The other glimpse of the Picts in the Southern Uplands is on a Victorian map which insists that the Catrail, the defensive or demarcating earthwork separating the Selgovan hills from the Anglian flatlands, was properly called ‘The Picts Work Ditch’. Meaning that it was made by them.⁴⁵
There is a final word on this from Gildas, the sixth-century writer who bemoaned the state of his country in On the Fall of Britain.⁴⁶ He explains that the Picts, the greatest enemies of Britain, had penetrated right up to the Roman wall by taking over the lands of the native peoples. Since the Picts were already very close to the Antonine Wall, Gildas must mean Hadrian’s and the conquest of the lands of the Selgovae. Alliance or conquest, it is difficult to tell.
However, it is clear that for logistical reasons the Picts, the Selgovae and the Brigantes would have found it advantageous to combine. Not only were they more powerful, gaining access to the spine of Britain, from the Highlands to the Peak District, u
nhampered by the Damnonii or the Votadini, and the remaining Roman garrisons of Lancashire and Yorkshire, the Picts’ alliance also allowed them to raid far into the south of rich Britannia. The classical historian Ammianus reports Pictish war-bands attacking London. The Romans found them difficult, elusive opponents and later writers such as Bede and the Anglo-Saxon Chronicle compilers called them the scourge of Britain, its greatest enemies. Later I will show that Arthur fought a brilliant campaign against the Picts and on five occasions brought them down from their hills to battle and defeated them.
7
THE KINGDOMS OF THE MIGHTY
One of the most baffling and, to the sensitive, most offensive phrases in British culture is ‘the Home Counties’. Home for whom? Certainly not for the great majority of the population of these islands whose addresses are not to be found in Surrey, Sussex, Middlesex or Essex. But perhaps we in the provinces who can never feel entirely at home should be more understanding. Because this is not about postcodes but rather the ancient origins of the shaping of attitudes and, crucially, assumptions.

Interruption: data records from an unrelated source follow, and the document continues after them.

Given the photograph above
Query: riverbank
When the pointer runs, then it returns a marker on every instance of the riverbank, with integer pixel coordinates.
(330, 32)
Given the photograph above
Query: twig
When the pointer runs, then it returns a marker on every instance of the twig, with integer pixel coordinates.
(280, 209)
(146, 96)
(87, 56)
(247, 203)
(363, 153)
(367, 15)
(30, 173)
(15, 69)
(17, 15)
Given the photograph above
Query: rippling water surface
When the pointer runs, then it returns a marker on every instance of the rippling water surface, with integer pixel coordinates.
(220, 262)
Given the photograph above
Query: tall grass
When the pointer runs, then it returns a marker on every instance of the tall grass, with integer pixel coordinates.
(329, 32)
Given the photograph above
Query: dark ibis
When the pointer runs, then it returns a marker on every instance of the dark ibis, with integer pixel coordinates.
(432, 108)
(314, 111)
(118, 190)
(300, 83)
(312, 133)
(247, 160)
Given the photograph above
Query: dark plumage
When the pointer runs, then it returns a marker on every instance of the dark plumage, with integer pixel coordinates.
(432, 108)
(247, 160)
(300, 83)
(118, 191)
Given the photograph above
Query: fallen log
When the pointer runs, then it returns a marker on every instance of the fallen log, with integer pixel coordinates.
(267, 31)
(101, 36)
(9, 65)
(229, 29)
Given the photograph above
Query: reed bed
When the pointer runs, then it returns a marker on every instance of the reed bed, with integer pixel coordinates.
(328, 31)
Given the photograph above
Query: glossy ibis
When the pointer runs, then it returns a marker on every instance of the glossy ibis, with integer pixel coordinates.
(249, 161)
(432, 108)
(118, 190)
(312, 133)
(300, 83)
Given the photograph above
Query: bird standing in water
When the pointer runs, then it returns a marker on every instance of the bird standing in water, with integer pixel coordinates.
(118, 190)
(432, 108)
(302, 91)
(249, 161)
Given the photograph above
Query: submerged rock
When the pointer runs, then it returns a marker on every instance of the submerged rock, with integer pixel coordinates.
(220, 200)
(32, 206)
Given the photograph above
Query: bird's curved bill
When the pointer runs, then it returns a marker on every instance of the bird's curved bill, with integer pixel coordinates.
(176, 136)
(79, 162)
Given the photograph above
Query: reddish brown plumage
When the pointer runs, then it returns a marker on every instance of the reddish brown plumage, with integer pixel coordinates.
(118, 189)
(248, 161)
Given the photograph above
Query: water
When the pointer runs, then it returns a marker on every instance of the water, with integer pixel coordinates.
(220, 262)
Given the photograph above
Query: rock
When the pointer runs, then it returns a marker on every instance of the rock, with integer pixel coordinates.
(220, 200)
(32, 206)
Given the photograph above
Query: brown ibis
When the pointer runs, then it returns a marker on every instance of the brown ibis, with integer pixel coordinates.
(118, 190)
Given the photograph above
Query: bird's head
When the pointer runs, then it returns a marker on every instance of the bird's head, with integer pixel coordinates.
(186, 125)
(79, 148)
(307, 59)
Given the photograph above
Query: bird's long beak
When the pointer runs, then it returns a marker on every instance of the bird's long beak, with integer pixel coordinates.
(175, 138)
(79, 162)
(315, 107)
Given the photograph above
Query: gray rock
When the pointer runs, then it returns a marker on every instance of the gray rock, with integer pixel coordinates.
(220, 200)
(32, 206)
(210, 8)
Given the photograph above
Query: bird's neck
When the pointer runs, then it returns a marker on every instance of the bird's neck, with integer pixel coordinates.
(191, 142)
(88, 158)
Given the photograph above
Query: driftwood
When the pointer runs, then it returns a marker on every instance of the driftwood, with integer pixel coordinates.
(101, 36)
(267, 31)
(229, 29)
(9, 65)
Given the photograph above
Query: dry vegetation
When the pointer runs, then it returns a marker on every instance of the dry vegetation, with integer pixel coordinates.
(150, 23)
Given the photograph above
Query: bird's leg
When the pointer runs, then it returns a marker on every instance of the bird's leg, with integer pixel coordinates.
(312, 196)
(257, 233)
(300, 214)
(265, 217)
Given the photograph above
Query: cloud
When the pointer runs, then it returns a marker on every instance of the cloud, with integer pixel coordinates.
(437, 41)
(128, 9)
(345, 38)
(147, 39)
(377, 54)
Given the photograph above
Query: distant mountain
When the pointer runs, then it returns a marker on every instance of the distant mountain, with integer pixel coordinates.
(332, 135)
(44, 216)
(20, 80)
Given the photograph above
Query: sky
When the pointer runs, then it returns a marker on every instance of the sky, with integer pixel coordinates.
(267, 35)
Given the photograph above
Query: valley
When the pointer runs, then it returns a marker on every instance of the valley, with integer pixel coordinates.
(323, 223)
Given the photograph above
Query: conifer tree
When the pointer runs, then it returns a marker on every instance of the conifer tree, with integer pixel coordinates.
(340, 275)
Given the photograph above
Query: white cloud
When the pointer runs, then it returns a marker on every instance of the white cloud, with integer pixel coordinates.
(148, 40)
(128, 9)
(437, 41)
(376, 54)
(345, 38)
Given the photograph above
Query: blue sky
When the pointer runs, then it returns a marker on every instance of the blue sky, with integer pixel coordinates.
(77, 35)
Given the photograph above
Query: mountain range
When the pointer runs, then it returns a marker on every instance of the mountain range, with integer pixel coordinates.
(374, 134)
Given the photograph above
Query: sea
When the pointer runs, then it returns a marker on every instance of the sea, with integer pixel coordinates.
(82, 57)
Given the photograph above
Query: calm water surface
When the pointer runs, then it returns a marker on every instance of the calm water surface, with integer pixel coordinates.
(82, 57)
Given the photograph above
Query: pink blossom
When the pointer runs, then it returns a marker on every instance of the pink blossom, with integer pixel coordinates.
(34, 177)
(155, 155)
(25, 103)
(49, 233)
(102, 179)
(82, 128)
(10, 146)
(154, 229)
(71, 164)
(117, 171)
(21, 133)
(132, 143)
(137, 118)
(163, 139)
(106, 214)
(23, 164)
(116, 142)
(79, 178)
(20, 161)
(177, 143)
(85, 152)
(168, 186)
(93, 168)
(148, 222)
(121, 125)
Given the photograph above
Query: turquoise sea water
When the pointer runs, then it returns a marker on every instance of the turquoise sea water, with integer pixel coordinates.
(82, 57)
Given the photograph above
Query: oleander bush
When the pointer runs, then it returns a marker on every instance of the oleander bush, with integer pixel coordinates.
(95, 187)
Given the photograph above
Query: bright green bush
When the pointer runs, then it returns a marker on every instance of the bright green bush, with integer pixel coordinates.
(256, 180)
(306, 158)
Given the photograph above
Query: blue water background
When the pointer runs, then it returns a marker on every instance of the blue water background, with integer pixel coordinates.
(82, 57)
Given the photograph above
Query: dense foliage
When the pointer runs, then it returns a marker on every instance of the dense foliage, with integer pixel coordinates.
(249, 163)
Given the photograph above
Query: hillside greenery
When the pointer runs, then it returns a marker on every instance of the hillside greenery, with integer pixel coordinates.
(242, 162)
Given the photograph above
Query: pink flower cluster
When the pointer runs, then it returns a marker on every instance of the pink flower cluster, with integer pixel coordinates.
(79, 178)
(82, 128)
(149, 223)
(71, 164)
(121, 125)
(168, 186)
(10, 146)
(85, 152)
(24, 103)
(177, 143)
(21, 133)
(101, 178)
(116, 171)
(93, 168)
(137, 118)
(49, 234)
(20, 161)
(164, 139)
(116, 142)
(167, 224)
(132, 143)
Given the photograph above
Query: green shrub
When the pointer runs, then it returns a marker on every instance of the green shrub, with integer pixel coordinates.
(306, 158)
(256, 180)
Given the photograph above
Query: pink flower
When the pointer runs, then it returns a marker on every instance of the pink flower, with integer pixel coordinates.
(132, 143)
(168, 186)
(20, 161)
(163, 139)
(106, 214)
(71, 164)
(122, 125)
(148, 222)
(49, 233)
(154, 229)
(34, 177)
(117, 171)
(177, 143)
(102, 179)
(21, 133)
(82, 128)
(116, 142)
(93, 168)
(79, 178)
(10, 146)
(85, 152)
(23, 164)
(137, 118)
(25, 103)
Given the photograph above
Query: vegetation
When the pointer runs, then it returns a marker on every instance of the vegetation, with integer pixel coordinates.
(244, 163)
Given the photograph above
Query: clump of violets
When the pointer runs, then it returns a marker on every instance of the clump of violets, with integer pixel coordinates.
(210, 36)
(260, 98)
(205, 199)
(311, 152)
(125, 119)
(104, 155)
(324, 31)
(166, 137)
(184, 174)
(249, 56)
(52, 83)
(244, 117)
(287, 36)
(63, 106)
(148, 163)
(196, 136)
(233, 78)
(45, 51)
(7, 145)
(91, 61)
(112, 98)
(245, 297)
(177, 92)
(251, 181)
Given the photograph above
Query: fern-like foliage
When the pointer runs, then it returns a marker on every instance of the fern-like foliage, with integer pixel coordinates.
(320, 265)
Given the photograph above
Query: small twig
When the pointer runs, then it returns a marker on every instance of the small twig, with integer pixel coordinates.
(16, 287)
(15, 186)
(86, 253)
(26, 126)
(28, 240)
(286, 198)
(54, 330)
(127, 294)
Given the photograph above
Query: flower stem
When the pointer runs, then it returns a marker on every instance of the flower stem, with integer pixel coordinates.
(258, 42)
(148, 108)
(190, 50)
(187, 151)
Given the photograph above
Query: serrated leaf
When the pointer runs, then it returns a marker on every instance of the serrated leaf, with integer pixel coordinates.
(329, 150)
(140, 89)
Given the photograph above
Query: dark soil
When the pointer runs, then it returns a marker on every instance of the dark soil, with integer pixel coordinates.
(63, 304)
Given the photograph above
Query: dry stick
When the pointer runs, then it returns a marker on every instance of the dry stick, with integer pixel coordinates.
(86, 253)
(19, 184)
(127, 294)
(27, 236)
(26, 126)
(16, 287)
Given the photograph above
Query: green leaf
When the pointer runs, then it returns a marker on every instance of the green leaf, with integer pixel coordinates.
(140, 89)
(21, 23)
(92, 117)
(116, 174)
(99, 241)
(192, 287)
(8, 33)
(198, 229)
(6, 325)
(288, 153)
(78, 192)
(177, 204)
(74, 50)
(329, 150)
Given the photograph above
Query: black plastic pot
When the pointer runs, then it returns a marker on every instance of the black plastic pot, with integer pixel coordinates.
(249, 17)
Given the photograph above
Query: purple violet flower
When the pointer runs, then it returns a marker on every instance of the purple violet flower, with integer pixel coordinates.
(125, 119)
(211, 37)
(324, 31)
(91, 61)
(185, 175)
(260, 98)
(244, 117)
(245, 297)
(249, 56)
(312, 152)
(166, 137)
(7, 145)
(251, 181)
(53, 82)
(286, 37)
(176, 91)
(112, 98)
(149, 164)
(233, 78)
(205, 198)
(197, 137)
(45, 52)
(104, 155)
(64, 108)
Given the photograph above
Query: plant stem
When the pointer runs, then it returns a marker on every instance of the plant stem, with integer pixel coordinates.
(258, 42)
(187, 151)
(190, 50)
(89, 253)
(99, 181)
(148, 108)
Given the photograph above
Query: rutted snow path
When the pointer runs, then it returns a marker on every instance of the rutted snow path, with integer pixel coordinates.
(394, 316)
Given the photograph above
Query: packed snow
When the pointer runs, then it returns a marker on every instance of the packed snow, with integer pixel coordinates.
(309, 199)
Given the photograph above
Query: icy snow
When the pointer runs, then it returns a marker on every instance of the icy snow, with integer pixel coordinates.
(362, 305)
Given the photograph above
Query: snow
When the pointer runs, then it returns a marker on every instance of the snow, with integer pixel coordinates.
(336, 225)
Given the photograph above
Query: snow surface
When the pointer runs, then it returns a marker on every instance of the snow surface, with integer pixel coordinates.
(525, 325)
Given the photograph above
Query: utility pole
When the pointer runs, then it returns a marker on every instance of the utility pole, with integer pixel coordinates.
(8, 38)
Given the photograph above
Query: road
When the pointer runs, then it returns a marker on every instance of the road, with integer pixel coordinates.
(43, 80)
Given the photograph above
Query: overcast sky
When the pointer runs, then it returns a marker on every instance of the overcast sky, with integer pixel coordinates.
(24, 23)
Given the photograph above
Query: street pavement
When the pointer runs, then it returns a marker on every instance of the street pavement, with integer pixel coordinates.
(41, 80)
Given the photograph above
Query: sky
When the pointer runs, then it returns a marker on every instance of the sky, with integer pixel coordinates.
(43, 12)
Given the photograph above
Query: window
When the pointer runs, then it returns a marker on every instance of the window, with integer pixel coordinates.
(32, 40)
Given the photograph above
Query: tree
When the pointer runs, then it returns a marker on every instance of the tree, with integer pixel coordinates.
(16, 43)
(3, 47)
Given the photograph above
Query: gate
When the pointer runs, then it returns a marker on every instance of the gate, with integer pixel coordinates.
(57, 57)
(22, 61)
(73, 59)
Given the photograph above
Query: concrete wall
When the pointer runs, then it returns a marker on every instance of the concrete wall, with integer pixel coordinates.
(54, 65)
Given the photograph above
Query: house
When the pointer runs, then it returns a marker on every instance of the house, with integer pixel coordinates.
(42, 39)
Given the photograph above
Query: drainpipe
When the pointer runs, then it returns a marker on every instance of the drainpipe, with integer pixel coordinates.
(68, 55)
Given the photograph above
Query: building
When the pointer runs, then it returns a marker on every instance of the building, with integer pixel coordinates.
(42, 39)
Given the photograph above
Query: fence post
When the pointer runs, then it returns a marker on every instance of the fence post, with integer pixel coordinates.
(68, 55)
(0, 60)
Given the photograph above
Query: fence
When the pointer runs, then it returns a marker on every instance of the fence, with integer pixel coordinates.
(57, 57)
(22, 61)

The lands of the South, Middle and East Saxons are called ‘home’ by us all principally because they surrounded London but also because they signify the defeat of the P-Celts in the south and because, after a time, the Saxons who lived there began to write their own particular version of history, like all winners. And it is the version that has survived to define and focus English and therefore British identity. Despite the fact that Angles, Frisians, Jutes and Franks also invaded this island, it is significant that only the Saxons penetrated the Celtic lexicon. These words came quickly to mean all Germanic invaders but their original derivation is plain: ‘Sais’ in Welsh, ‘Saoz’ in Breton, ‘Saws’ in Cornish, ‘Sasanach’ in Irish, ‘Sasunnaich’ in Scots Gaelic and ‘Sostynagh’ in Manx. The language not only of general capitulation but also of acceptance.